Erito - Rina Kawamura - Best Friend-s Girlfrien... Apr 2026

He walked away. Erito watched him go, the city lights smearing into gold and red through his tears.

The apartment smelled like her—jasmine shampoo and the faint, metallic tang of her printmaking inks. Rina was an artist. That’s how Kaito had introduced them three years ago. “Erito, this is Rina. She sees the world in colors I don’t even have names for.”

The bridge over the Kaname River still stands. Erito avoids it. Not because it hurts too much, but because he knows exactly where that key fell—and he’s finally learned that some things should stay at the bottom.

They didn’t stop. Not that night. Not the next week. They became architects of beautiful, terrible lies. Kaito’s late shifts became their stolen hours. “Working late” became code for a love motel in Shinjuku with walls the color of bruised plums. Erito told himself it was passion. Rina told herself it was fate. Neither believed it. Erito - Rina Kawamura - Best friend-s girlfrien...

The air left the room. Erito felt the floor tilt. He had rehearsed this moment a hundred times in the shower, in his car, in the five seconds between sleep and waking. In every rehearsal, he was noble. He stood up, apologized, and walked out.

Her breath caught. A tiny, involuntary sound. And then she was leaning forward, and he was leaning forward, and the space between them collapsed like a star going dark. The kiss was not gentle. It was hungry, desperate, the kind of kiss that happens when two people have been drowning separately and finally find a single piece of wreckage. Her hands fisted in his shirt. His fingers tangled in her damp hair. The cobalt ink smeared between them.

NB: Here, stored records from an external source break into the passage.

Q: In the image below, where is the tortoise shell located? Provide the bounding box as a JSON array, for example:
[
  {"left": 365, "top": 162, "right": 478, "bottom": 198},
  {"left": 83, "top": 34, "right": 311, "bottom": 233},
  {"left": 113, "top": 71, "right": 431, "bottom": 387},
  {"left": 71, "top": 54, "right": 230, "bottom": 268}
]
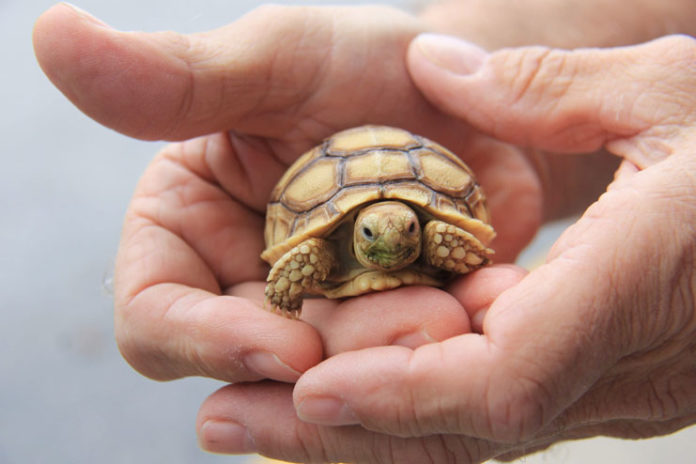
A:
[{"left": 261, "top": 126, "right": 495, "bottom": 264}]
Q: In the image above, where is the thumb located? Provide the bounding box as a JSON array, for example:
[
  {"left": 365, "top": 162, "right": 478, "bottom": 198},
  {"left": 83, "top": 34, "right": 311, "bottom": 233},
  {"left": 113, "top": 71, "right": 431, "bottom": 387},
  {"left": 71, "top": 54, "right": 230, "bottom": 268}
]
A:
[{"left": 408, "top": 34, "right": 696, "bottom": 167}]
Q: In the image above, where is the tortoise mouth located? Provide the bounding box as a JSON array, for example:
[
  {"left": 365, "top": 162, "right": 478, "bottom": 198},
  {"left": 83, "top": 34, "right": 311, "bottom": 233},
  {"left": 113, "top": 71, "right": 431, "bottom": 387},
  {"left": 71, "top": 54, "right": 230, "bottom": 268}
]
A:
[{"left": 366, "top": 247, "right": 417, "bottom": 271}]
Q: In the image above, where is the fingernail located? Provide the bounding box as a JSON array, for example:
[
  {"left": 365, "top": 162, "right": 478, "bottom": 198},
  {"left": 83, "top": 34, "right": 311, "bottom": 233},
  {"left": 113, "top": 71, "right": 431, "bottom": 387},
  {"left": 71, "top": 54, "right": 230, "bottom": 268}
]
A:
[
  {"left": 297, "top": 397, "right": 360, "bottom": 425},
  {"left": 471, "top": 309, "right": 488, "bottom": 333},
  {"left": 244, "top": 351, "right": 302, "bottom": 382},
  {"left": 392, "top": 330, "right": 437, "bottom": 349},
  {"left": 414, "top": 34, "right": 488, "bottom": 75},
  {"left": 61, "top": 2, "right": 112, "bottom": 29},
  {"left": 198, "top": 419, "right": 257, "bottom": 454}
]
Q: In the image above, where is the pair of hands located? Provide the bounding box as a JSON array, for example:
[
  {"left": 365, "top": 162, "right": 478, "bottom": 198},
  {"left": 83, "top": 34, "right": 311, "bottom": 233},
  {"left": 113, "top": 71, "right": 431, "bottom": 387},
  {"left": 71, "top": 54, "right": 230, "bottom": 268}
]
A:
[{"left": 34, "top": 5, "right": 696, "bottom": 463}]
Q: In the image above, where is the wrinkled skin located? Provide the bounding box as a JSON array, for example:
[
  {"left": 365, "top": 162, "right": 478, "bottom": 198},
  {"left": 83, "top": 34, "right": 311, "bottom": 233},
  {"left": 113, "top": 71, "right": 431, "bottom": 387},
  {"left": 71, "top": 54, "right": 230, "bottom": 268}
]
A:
[{"left": 34, "top": 6, "right": 696, "bottom": 463}]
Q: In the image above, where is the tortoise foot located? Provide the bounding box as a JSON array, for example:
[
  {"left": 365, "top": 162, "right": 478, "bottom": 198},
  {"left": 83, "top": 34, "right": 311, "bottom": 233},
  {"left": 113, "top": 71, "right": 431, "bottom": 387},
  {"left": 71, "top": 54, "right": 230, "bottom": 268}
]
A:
[
  {"left": 423, "top": 220, "right": 494, "bottom": 274},
  {"left": 265, "top": 238, "right": 334, "bottom": 319}
]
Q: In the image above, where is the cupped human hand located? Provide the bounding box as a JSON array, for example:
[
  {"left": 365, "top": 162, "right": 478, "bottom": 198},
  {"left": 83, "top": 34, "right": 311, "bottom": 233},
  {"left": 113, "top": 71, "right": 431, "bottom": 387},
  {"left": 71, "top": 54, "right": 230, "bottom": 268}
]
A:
[
  {"left": 34, "top": 4, "right": 542, "bottom": 382},
  {"left": 193, "top": 36, "right": 696, "bottom": 463}
]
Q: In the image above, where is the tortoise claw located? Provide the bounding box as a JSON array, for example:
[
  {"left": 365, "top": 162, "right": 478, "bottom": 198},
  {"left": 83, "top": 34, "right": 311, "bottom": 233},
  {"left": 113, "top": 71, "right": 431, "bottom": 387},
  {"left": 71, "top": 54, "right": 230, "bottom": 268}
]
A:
[{"left": 265, "top": 238, "right": 334, "bottom": 319}]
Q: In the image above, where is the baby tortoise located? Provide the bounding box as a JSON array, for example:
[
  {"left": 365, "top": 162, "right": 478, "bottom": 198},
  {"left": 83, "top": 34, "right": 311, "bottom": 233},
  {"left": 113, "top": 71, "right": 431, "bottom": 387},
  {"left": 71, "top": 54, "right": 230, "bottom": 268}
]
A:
[{"left": 261, "top": 126, "right": 495, "bottom": 318}]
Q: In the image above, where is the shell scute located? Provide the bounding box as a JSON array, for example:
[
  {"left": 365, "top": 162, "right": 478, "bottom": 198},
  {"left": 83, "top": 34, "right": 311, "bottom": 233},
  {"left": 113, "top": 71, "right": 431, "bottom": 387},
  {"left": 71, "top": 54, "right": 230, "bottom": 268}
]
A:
[{"left": 261, "top": 126, "right": 495, "bottom": 264}]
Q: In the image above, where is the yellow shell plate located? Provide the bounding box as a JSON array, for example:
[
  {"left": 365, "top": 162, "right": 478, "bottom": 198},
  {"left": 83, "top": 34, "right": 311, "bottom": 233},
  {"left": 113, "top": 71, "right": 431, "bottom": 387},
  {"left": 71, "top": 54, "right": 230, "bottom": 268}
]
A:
[{"left": 261, "top": 126, "right": 495, "bottom": 264}]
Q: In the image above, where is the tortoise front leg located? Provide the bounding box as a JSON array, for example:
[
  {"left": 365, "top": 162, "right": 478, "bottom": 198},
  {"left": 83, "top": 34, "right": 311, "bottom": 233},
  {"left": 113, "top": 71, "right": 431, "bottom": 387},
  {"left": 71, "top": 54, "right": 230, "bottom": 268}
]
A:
[
  {"left": 265, "top": 238, "right": 336, "bottom": 319},
  {"left": 423, "top": 220, "right": 494, "bottom": 274}
]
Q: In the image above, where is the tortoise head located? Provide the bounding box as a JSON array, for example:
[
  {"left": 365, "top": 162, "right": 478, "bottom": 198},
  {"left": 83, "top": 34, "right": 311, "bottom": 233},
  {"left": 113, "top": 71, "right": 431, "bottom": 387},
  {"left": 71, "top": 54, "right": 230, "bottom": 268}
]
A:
[{"left": 353, "top": 201, "right": 421, "bottom": 271}]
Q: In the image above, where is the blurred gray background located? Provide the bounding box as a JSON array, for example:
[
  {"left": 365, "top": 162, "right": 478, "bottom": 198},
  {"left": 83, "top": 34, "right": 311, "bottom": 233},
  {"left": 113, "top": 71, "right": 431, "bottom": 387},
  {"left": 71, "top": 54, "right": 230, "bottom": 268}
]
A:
[{"left": 5, "top": 0, "right": 696, "bottom": 464}]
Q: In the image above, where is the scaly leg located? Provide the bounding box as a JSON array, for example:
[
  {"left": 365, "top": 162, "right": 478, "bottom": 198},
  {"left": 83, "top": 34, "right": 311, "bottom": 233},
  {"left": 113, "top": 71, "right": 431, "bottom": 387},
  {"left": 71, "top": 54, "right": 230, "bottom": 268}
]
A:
[
  {"left": 423, "top": 220, "right": 494, "bottom": 274},
  {"left": 265, "top": 238, "right": 336, "bottom": 319}
]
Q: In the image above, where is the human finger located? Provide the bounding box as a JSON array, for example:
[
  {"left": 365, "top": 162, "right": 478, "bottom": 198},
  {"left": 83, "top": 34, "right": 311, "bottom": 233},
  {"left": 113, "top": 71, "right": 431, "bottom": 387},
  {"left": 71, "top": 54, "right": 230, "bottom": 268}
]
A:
[
  {"left": 34, "top": 4, "right": 432, "bottom": 143},
  {"left": 196, "top": 382, "right": 495, "bottom": 464},
  {"left": 448, "top": 264, "right": 527, "bottom": 333},
  {"left": 408, "top": 35, "right": 696, "bottom": 167},
  {"left": 114, "top": 141, "right": 322, "bottom": 382},
  {"left": 303, "top": 286, "right": 470, "bottom": 356}
]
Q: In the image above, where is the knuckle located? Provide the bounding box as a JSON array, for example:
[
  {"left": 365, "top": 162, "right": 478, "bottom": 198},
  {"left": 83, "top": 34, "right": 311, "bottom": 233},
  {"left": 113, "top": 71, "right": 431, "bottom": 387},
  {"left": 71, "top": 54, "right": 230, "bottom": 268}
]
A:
[
  {"left": 487, "top": 376, "right": 549, "bottom": 443},
  {"left": 494, "top": 47, "right": 575, "bottom": 104}
]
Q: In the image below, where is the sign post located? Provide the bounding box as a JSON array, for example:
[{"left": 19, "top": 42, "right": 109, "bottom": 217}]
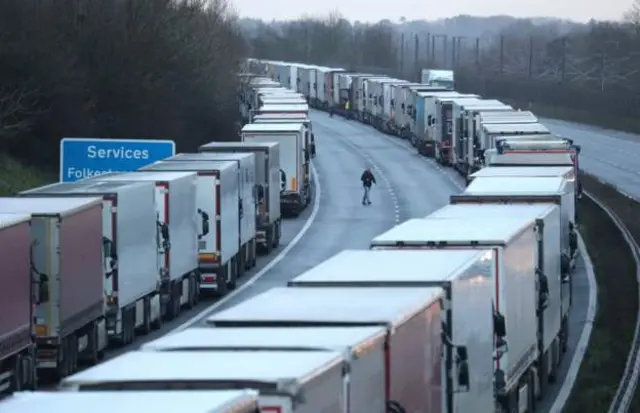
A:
[{"left": 60, "top": 138, "right": 176, "bottom": 182}]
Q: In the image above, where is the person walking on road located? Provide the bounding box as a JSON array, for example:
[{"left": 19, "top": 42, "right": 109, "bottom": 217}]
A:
[{"left": 360, "top": 168, "right": 376, "bottom": 205}]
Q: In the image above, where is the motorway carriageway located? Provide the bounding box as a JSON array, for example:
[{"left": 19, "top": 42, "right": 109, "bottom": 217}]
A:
[{"left": 100, "top": 111, "right": 596, "bottom": 411}]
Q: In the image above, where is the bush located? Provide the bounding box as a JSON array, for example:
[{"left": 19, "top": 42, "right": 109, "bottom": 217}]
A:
[{"left": 0, "top": 0, "right": 245, "bottom": 170}]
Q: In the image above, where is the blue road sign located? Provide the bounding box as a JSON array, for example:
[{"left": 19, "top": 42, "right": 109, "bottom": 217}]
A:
[{"left": 60, "top": 138, "right": 176, "bottom": 182}]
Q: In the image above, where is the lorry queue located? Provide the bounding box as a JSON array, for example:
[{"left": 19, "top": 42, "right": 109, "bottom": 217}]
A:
[{"left": 0, "top": 59, "right": 580, "bottom": 413}]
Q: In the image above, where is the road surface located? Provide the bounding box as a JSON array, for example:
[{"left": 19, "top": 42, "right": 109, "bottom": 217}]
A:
[{"left": 540, "top": 118, "right": 640, "bottom": 200}]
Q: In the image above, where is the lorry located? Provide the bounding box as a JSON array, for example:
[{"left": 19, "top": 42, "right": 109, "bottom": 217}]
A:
[
  {"left": 250, "top": 103, "right": 309, "bottom": 122},
  {"left": 426, "top": 95, "right": 481, "bottom": 166},
  {"left": 288, "top": 250, "right": 496, "bottom": 412},
  {"left": 411, "top": 91, "right": 461, "bottom": 151},
  {"left": 252, "top": 113, "right": 316, "bottom": 158},
  {"left": 0, "top": 213, "right": 36, "bottom": 394},
  {"left": 141, "top": 326, "right": 387, "bottom": 413},
  {"left": 241, "top": 123, "right": 311, "bottom": 216},
  {"left": 485, "top": 135, "right": 582, "bottom": 193},
  {"left": 450, "top": 177, "right": 578, "bottom": 319},
  {"left": 19, "top": 179, "right": 162, "bottom": 345},
  {"left": 0, "top": 197, "right": 108, "bottom": 378},
  {"left": 371, "top": 216, "right": 544, "bottom": 412},
  {"left": 427, "top": 203, "right": 569, "bottom": 394},
  {"left": 141, "top": 160, "right": 240, "bottom": 296},
  {"left": 164, "top": 152, "right": 258, "bottom": 277},
  {"left": 480, "top": 123, "right": 552, "bottom": 155},
  {"left": 467, "top": 165, "right": 580, "bottom": 201},
  {"left": 451, "top": 99, "right": 513, "bottom": 177},
  {"left": 420, "top": 69, "right": 455, "bottom": 90},
  {"left": 198, "top": 142, "right": 282, "bottom": 254},
  {"left": 207, "top": 287, "right": 465, "bottom": 413},
  {"left": 60, "top": 349, "right": 347, "bottom": 413},
  {"left": 85, "top": 171, "right": 200, "bottom": 312},
  {"left": 0, "top": 390, "right": 260, "bottom": 413}
]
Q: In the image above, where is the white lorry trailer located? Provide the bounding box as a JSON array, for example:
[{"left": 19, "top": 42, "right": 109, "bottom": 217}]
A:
[
  {"left": 20, "top": 179, "right": 162, "bottom": 345},
  {"left": 450, "top": 177, "right": 578, "bottom": 276},
  {"left": 0, "top": 197, "right": 108, "bottom": 379},
  {"left": 207, "top": 287, "right": 464, "bottom": 413},
  {"left": 242, "top": 123, "right": 311, "bottom": 216},
  {"left": 60, "top": 349, "right": 346, "bottom": 413},
  {"left": 142, "top": 327, "right": 387, "bottom": 413},
  {"left": 86, "top": 171, "right": 200, "bottom": 316},
  {"left": 371, "top": 216, "right": 543, "bottom": 413},
  {"left": 198, "top": 142, "right": 282, "bottom": 254},
  {"left": 425, "top": 94, "right": 481, "bottom": 165},
  {"left": 451, "top": 99, "right": 513, "bottom": 177},
  {"left": 427, "top": 203, "right": 569, "bottom": 394},
  {"left": 288, "top": 250, "right": 496, "bottom": 413},
  {"left": 253, "top": 113, "right": 316, "bottom": 158},
  {"left": 0, "top": 390, "right": 260, "bottom": 413},
  {"left": 164, "top": 152, "right": 258, "bottom": 277},
  {"left": 141, "top": 161, "right": 240, "bottom": 295}
]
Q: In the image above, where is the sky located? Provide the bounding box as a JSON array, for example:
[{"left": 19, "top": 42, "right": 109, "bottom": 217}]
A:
[{"left": 231, "top": 0, "right": 632, "bottom": 22}]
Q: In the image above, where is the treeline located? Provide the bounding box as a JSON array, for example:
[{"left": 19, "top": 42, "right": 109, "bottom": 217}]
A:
[
  {"left": 244, "top": 4, "right": 640, "bottom": 131},
  {"left": 0, "top": 0, "right": 246, "bottom": 169}
]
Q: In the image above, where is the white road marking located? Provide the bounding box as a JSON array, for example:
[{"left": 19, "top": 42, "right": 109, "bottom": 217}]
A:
[
  {"left": 549, "top": 234, "right": 598, "bottom": 413},
  {"left": 167, "top": 164, "right": 322, "bottom": 334}
]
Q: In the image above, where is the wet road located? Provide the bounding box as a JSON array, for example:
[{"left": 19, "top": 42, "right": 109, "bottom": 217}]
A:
[{"left": 540, "top": 118, "right": 640, "bottom": 200}]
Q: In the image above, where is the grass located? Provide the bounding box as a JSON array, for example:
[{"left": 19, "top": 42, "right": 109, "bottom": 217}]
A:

Kaito nodded slowly, as if hearing a diagnosis he’d already guessed. He dropped the spare key into the river. It hit the water with a soft plink and disappeared. He walked away

Erito had no good answer. He still doesn’t, years later. He could say chemistry . He could say the heart wants what it wants . But the truth was uglier: he had wanted something that wasn’t his, and he had taken it. Not because Rina was special. Not because Kaito was flawed. But because, for one selfish, burning moment, Erito had wanted to feel chosen.

Erito Saito had never been afraid of heights. He’d climbed the old transmission tower behind the school in his second year, just to prove a point. But standing in Rina Kawamura’s apartment doorway, watching her towel-dry her hair, he felt a vertigo far more paralyzing.

“No. You were perfect. That was the problem.” Rina was an artist

They sat in the thick silence of two people who have already said everything safe and are now navigating the minefield of what they shouldn’t . The television murmured a variety show. Neither of them watched it.

Erito had laughed then. He wasn’t laughing now. He was watching the way the condensation from her beer dripped down her index finger.